« Tu n’aurais pas vu une porte dans le coin? »
Parmi tous les grands noms de l’animation japonaise qu’on surnomme le « Nouveau Miyazaki », celui de Makoto Shinkai revient le plus souvent. Ayant commencé sa carrière vers la fin des années 90, il a travaillé dans la publicité, le jeu vidéo et bien évidemment, le cinéma. Cependant, à une époque où l’animation japonaise était encore un succès de niche et que seuls les films d’Hayao Miyazaki étaient reconnus en occident, les longs-métrages du bonhomme étaient certes appréciés par certains amateurs, surtout pour leur technique, mais ne connaissaient pas un très grand succès. Et puis Your Name.

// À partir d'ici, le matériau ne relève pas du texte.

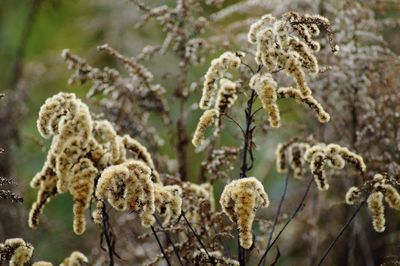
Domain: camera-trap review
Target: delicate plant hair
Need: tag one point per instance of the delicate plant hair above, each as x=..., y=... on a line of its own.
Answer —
x=239, y=200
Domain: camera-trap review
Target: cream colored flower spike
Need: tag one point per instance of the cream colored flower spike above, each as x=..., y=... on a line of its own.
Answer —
x=239, y=200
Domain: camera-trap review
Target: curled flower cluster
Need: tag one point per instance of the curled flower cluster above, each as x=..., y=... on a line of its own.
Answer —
x=266, y=87
x=206, y=120
x=286, y=44
x=16, y=250
x=81, y=149
x=226, y=96
x=375, y=205
x=239, y=200
x=75, y=259
x=334, y=156
x=352, y=195
x=216, y=71
x=126, y=186
x=291, y=154
x=382, y=189
x=18, y=253
x=311, y=102
x=200, y=257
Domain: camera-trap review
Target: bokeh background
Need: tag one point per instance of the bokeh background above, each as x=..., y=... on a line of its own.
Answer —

Sortie en 2016, cette histoire entre un garçon de ville et une étudiante de la campagne qui échange mystérieusement leur corps a eu un succès phénoménal. Il devient le quatrième plus grand succès de l’histoire du box-office japonais, ainsi que le troisième grand succès japonais à l’étranger. En même temps, avec sa sublime animation, ses personnages mémorables, une des plus belles histoires d’amour porté à l’écran et la magnifique musique du groupe RADWIMPS, le film a tout pour plaire, tellement que Paramount et Bad Robot Pictures prévoient de faire un remake américain. Le film a donc mis sur un piédestal son réalisateur, qui a continué de faire de grands coups avec Weathering with you en 2020 et Suzume en 2023, qui a eu le droit à une sortie limitée au printemps, mais qui ressort avec grande surprise en cette fin d’année.

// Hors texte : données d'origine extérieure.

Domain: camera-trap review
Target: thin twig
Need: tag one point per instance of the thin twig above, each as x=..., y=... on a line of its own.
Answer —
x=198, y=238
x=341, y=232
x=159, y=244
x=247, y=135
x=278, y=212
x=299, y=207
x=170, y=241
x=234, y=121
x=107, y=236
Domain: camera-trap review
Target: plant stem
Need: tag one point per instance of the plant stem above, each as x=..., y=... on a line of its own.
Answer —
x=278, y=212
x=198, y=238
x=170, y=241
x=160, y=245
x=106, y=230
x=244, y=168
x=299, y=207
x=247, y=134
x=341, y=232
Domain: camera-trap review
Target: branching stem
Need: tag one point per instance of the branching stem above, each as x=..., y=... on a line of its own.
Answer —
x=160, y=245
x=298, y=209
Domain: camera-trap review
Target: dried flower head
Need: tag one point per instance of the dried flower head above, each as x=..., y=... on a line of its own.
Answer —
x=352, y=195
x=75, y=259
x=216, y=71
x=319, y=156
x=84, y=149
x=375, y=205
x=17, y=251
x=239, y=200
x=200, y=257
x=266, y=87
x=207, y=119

Dans ce film, le quotidien de Suzume change quand elle rencontre Souta, un mystérieux individu qui cherche une porte dans sa ville. Il s’agit en fait d’une des nombreuses « portes du désastre » situées un peu partout dans le pays. Si elles viennent à s’ouvrir, une terrible catastrophe s’abattra sur le Japon et seul Souta peut le fermer. Il devra cependant avoir l’aide de Suzume, surtout quand un esprit en forme de chat le transforme en chaise. S’ensuit un périple à travers le Japon, où les deux héros vont rencontrer de nombreuses personnes et apprendre à se connaître.
Shinkai continue sur la lancée qu’il l’a fait connaitre avec Your Name et poursuit avec Weathering with you. Si ces deux films paraissent de prime abord être de mignonnes comédies romantiques avec une touche de fantastique (deux adolescents qui changent de corps et une jeune fille qui contrôle la météo), ils deviennent par la suite des œuvres plus fortes, avec aussi un aspect symbolique important. C’est le cas de Suzume. Avec ce monstre dont le long corps traverse l’entièreté du Japon, il est dur de ne pas penser aux nombreux tremblements de terre qui ont frappé le pays, surtout celui de Fukushima en 2011. Le réalisateur arrive donc à traiter de ce traumatisme, mais aussi à parler des personnes marquées par cet événement. Mais continuer d’en parler pourrait divulgâcher le film et ce serait dommage.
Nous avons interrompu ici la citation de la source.